Without a doorman since the Rudakov brothers had left Smolensk, the Glinka’s madame was now in charge of the temple entrance as well as the girls inside; she was little more than a babushka with a rather obvious wig possessed of long, Versailles-style locks. Gap-toothed, with too much lipstick and a cheap black peignoir, she had the face and faux demure manner of a corrupted milkmaid and was about as greedy as a hungry fox, but she spoke reasonable German. She told me they weren’t open yet, but let me in all the same when she saw my money.

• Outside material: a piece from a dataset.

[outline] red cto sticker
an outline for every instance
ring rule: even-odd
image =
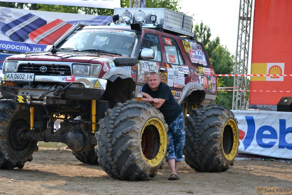
[[[165,41],[165,44],[169,45],[172,45],[172,43],[171,42],[171,39],[169,38],[166,38],[166,37],[163,37],[164,38],[164,41]]]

Inside the place was decorated like the Blue Angel, with lots of tall mirrors and chipped mahogany and a little stage where a bespectacled girl wearing just a Stahlhelm was seated on a beer barrel pumping out a tune on a piano accordion that covered her rather obvious nakedness, or at least just about. I didn’t recognize the tune, but I could see she had nice legs. Over the fireplace there was a large portrait of Glinka lying on a sofa with a pencil in his hand and a score on his lap. From the dark and painful expression on his face I guessed he’d disappointed a woman he was keen on and she’d told him it was over between them; either that or it was his music being squeezed to death on the accordion.
The madame led me to a high-ceilinged corner room with a view of the street and an evil-smelling bed with a green button-back headboard and a little tin cup for tips. There was a green carpet on the wooden floor, pink sheets on the bed, and some chocolate-brown wallpaper that was almost hanging on the wall. The chandelier on the ceiling was made of barley-sugar glass with a shard missing as if someone had tried taking a bite out of it. The room was every bit as depressing as I needed it to be. I handed the madame a fistful of occupation marks and told her to send me up a bottle, some company and a pair of sunglasses. Then I took off my tunic and put the only record on the gramophone player – Evelyn Kunneke was always a local favourite on account of all the concerts she gave for soldiers on the eastern front. I pressed my face against the grimy windowpane and stared outside. Half of me was wondering why I was there, but it was not the half of me that I was listening to at that moment, so I unlaced my shoes, lay down, and lit a cigarette.